As she inherited her love for the arts by her father, well-known playwright, actor, director and novelist Mario Pena, it is not hard to understand that actress Elizabeth Pena already had designs to become an actress by the time she was eight years old.
Born in Elizabeth, New Jersey on September 23, 1959, the petite (5'2") actress was raised in New York City. Elizabeth's (and sister Tania's) parents, Cuban immigrants Mario and Estella Margarita Peña, would achieve a strong Latino reputation as the founders of the off-Broadway Latin American Theatre Ensemble. They also encouraged Elizabeth's talent. In 1975, the young teenager became a founding member of the Hispanic Organization of Latin Actors, and two years later graduated from New York's High School of Performing Arts, now the Fiorello H. LaGuardia High School of Music and Art and Performing Arts.
Elizabeth found occasional work in repertory theatre and in television commercials. Making her film debut in the independent Spanish-speaking feature, El Super (1979) about Cuban refugees, she continued with a long line of independent and rebellious characters which showed plenty of attitude and independence. Playing offbeat roles -- from a knife-threatening waitress to a disco queen -- she appeared in such early films as They All Laughed (1981) and Crossover Dreams (1985). Elizabeth's big break came in the form a support role in the hugely popular and entertaining comedy Down and Out in Beverly Hills (1986) co-starring Bette Midler, Richard Dreyfuss and Nick Nolte in which she stole several scenes as the sultry, smoky-voiced, politically-minded maid "Carmen."
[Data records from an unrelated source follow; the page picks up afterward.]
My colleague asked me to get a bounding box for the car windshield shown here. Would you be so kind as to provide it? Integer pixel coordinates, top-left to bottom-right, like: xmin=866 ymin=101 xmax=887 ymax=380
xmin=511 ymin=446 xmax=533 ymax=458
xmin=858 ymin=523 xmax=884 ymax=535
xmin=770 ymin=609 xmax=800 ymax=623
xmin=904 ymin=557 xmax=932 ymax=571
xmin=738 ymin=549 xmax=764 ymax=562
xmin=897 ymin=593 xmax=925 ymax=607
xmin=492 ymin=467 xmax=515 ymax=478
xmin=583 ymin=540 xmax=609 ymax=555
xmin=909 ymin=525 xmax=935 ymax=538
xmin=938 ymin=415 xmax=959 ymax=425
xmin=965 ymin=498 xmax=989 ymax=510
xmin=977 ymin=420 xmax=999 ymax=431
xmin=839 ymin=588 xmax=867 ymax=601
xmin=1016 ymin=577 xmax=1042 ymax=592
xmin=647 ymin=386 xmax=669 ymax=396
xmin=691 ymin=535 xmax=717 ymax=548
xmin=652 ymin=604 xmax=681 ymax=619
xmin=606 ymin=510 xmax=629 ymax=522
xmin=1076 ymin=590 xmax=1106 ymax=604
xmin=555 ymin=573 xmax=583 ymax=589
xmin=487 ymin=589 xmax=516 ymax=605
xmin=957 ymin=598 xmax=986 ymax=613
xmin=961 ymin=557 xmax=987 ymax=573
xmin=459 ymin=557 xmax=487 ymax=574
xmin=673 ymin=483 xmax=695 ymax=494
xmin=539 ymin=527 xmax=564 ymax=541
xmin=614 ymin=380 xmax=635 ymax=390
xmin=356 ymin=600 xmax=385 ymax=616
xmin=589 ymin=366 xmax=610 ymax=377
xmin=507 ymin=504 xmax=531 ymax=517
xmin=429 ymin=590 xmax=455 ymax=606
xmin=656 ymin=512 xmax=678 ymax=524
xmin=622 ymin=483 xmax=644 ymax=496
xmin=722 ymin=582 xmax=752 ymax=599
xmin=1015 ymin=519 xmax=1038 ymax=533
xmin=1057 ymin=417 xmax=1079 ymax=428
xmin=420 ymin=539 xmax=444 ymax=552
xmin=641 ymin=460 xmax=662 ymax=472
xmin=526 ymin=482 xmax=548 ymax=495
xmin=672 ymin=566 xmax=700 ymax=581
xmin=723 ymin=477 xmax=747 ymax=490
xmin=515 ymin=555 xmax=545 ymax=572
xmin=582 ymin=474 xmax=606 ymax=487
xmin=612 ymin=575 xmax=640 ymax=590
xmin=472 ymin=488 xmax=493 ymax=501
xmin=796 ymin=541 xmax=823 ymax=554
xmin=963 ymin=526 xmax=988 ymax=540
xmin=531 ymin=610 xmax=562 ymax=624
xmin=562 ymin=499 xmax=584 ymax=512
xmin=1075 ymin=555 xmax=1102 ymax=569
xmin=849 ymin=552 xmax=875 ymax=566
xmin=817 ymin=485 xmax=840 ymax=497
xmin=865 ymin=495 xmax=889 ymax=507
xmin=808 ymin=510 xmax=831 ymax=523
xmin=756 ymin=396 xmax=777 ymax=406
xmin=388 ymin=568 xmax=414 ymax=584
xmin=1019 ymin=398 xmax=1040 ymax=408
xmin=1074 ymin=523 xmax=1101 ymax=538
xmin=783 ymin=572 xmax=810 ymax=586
Two consecutive short-lived TV series came about around this time. Her first, the ensemble comedy Tough Cookies (1986), had her playing a police officer, and the second was the title housekeeper role in the sitcom I Married Dora (1987). High in demand now, Elizabeth continued to spice up both the big and small screen in such parts as Ritchie Valens' stepsister-in-law in the well-received biopic La Bamba (1987); a drug enforcement agent in the mini-series Drug Wars: The Camarena Story (1990); PTSD-suffering Tim Robbins's live-in girlfriend in the complex drama Jacob's Ladder (1990); a dedicated legal secretary in the corporate TV drama series Shannon's Deal (1990) starring Jamey Sheridan.
Honors also came by Elizabeth's way, when she received the "Independent Spirit" and "Bravo" awards for the film Lone Star (1996), and four "ALMA Awards for her performances in the TV movie Contagious (1997), the films Tortilla Soup (2001) and Rush Hour (1998) and her regular role in the Latino drama TV series Resurrection Blvd. (2000).
Into the millennium, Elizabeth found steady employment on TV with guest roles on "Boston Public," "CSI: Miami," "Without a Trace," "Numb3rs," "Ghost Whisperers," "Charlie's Angels," "Prime Suspect," "Common Law" and "Modern Family." One of her last roles was on the TV series Matador (2014). She also found herself further down the credits in films such as On the Borderline (2001), Transamerica (2005), [link0343996], Mother and Child (2009), The Perfect Family (2011), Plush (2013) and Grandma (2015). Three other films -- Girl on the Edge (2015), Ana Maria in Novela Land (2015) and The Song of Sway Lake (2018) -- were released posthumously. The also provided a voice in the popular Disney/Pixar animated film The Incredibles (2004).
A chronic alcohol problem severely hampered Elizabeth's life and she died suddenly in Los Angeles from cirrhosis of the liver on October 14, 2014, at the age of 55. She was survived by second husband (from 1994) Hans Rolla and their two children, son Kælan and daughter, Fiona.